The Robinsons are always able to draw fresh ice from the ice bucket on their bar, even after they have been away at a party, presumably for several hours.
As Benjamin and Mrs. Robinson drive and run through the "rain" near the Robinson house, the lawns and shrubbery in the background are lit by bright sunshine.
At the birthday party for Ben after he has jumped into the pool, as the camera pulls backwards once he is underwater, it is clear that it is not the Braddock's pool. It is far too deep and wide to be the same backyard pool.

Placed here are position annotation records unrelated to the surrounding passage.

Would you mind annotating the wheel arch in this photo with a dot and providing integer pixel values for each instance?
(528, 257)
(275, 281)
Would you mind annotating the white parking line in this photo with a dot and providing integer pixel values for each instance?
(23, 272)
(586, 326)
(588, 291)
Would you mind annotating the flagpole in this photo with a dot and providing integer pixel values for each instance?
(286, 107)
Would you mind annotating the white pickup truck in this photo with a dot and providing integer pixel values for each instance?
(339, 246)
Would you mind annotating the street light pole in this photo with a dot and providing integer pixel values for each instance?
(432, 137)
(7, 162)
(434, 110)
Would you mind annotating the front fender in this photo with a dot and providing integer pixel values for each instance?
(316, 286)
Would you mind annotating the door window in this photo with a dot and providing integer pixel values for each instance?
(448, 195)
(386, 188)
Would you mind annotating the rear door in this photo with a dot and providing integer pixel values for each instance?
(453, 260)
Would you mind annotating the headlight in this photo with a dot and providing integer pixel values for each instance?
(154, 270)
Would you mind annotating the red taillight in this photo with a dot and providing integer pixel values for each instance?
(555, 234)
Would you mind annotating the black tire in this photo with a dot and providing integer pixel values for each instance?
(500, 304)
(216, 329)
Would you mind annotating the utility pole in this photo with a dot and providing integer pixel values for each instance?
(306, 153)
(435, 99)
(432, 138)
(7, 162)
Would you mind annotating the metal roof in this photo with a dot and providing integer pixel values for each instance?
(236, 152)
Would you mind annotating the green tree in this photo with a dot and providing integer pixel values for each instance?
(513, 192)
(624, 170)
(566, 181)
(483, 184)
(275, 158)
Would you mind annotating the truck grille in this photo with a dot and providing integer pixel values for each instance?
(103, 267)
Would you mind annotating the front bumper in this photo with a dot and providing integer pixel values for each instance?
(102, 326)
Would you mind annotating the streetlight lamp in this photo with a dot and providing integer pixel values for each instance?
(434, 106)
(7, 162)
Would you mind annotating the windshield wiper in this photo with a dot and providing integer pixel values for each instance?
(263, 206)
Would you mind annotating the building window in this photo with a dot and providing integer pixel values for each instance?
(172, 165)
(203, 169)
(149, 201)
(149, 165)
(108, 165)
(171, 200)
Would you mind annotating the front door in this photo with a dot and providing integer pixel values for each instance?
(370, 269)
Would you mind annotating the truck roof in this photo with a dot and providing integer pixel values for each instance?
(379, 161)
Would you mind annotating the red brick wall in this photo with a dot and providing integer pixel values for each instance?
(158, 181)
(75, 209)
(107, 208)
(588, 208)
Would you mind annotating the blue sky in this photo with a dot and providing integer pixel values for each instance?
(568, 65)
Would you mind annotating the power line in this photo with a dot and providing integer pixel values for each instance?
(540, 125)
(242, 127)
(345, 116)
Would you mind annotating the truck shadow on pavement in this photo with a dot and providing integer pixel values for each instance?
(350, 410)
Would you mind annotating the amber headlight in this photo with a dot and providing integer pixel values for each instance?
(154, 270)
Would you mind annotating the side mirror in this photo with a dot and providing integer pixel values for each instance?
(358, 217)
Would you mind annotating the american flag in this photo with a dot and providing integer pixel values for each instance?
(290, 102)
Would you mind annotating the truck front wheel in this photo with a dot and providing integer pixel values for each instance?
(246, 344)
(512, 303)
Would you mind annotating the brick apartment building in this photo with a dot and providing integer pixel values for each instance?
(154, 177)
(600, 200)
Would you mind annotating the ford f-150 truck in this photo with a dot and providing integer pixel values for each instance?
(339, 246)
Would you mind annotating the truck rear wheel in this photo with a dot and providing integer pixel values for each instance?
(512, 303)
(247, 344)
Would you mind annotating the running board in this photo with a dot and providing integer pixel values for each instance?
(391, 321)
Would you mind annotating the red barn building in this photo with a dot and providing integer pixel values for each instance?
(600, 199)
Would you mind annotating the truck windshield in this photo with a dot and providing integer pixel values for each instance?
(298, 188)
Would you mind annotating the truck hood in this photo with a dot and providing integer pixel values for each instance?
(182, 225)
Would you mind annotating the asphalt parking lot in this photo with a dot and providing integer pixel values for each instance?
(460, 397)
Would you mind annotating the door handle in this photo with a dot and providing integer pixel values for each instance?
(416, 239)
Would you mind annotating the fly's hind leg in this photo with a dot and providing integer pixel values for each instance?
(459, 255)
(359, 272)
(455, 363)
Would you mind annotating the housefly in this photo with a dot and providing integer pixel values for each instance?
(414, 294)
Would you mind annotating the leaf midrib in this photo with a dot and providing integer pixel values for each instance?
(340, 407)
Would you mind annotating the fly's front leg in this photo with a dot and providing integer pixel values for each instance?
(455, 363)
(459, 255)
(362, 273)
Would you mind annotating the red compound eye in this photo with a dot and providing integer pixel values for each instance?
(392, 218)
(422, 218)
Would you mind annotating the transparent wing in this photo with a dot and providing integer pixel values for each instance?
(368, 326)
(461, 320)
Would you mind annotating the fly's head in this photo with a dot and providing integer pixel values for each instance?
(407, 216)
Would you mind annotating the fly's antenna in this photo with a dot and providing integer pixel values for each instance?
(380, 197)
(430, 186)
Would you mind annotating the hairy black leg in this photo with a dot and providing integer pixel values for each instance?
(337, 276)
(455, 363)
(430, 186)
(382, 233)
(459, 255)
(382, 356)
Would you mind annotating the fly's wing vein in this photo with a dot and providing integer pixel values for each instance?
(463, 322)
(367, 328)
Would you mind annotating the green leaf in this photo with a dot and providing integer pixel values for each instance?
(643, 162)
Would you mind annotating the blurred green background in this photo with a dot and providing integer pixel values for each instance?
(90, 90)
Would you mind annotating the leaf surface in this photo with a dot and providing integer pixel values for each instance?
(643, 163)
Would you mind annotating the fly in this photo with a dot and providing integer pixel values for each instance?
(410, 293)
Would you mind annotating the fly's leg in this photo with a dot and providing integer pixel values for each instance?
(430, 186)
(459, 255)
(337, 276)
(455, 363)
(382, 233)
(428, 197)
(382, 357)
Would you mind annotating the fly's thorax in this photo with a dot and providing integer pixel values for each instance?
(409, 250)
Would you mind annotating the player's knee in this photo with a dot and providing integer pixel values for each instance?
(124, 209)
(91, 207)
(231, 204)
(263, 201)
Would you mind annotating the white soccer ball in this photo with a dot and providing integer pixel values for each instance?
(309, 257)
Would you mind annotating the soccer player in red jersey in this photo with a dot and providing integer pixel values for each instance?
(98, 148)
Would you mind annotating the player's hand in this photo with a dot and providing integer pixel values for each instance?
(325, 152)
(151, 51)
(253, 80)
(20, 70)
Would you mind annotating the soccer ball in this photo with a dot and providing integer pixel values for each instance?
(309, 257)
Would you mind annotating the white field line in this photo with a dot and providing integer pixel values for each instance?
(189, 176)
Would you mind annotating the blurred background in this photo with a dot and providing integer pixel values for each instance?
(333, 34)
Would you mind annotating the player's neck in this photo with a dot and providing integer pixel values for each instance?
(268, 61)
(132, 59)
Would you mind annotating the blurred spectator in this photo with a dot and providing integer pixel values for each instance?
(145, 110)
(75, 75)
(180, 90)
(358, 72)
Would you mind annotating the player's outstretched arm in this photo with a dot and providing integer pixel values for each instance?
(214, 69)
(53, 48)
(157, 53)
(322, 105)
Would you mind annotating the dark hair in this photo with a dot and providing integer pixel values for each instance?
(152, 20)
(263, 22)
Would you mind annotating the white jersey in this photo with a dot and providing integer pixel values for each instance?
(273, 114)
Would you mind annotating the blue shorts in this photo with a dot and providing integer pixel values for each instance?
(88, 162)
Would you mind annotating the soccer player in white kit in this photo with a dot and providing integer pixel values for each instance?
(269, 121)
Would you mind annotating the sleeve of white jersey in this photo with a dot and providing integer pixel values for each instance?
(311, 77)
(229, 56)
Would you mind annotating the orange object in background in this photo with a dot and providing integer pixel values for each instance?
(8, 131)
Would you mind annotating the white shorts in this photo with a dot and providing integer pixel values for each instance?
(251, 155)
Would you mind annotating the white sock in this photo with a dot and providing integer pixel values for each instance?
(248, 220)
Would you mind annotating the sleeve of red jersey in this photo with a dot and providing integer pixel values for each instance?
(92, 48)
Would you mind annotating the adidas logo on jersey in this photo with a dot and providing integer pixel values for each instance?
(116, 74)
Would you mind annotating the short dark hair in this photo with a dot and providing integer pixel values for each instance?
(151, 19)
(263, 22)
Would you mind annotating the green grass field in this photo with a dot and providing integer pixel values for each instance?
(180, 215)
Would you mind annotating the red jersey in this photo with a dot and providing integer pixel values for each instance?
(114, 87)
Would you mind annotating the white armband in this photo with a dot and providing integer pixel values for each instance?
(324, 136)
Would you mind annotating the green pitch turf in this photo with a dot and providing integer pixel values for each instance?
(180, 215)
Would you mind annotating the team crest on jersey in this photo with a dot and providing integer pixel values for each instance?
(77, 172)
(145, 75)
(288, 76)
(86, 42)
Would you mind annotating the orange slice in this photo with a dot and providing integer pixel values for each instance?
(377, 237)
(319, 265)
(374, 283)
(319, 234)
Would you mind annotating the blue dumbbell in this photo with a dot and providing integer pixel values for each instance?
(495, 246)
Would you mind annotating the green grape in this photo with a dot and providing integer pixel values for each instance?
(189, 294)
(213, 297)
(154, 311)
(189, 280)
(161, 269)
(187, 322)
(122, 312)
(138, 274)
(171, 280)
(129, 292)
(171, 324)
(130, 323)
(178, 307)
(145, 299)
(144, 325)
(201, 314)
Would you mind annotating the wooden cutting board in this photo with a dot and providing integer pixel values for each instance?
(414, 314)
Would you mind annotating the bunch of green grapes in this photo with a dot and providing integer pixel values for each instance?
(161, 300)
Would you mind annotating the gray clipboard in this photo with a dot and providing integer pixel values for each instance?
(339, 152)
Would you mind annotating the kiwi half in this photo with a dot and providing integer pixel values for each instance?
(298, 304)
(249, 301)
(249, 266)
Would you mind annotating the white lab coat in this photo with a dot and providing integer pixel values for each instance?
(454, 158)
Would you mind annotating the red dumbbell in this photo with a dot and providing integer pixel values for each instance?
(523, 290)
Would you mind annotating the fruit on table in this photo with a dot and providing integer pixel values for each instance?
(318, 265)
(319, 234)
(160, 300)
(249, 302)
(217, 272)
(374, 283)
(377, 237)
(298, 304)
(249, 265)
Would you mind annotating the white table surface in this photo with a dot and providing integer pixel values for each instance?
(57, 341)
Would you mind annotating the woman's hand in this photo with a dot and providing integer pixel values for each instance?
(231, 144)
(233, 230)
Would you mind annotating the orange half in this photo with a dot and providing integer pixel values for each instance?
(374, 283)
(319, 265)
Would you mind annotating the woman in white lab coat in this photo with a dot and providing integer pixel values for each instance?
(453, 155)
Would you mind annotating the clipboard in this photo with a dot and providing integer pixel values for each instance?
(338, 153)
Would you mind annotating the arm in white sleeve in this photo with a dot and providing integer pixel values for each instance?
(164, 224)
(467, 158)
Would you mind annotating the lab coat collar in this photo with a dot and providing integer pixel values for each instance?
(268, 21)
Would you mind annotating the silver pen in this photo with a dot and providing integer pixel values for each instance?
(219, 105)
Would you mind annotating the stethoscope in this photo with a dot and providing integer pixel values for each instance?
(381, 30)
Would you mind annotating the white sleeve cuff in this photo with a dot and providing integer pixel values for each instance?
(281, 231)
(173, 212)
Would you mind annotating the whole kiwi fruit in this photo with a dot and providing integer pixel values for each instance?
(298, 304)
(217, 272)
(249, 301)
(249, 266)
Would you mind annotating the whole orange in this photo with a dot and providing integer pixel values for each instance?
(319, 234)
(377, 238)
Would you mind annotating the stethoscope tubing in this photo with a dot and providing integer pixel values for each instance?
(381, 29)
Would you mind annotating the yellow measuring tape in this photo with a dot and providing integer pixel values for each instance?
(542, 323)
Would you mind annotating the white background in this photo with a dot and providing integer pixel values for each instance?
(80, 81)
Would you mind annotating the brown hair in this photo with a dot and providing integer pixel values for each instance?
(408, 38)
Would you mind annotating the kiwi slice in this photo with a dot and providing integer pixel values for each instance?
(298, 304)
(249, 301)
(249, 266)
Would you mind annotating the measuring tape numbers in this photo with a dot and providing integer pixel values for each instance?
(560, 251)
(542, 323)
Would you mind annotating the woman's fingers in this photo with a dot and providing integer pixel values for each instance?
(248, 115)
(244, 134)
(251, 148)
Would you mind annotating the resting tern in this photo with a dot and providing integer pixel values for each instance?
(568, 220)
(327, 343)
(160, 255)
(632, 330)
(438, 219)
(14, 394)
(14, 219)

When Mr. Robinson sits with Benjamin at his sun-porch bar, he lights a large cigar during their conversation. After its initial puff, the cigar goes out, but Mr. Robinson continues to handle and draw on it as if it were fully lit.
In several scenes when the Alfa Romeo Spider is being driven aggressively, the engine note is a dubbed on American V-8 rather than the burbling four cylinder that it should be.
When Ben is seen crossing the Oakland Bay Bridge on his way to Berkeley, he is driving on the upper of the two decks of the bridge which only carries traffic westbound from Oakland to San Francisco and thus would be taking him away from Berkeley. The only way to get to Berkeley by way of the Bay Bridge is to drive eastbound, and all such traffic is carried only on the lower deck of the bridge.
On Benjamin's driving trips from Berkeley to Los Angeles, he goes through a tunnel. This tunnel, north of Santa Barbara, is actually a northbound tunnel. There is no southbound tunnel.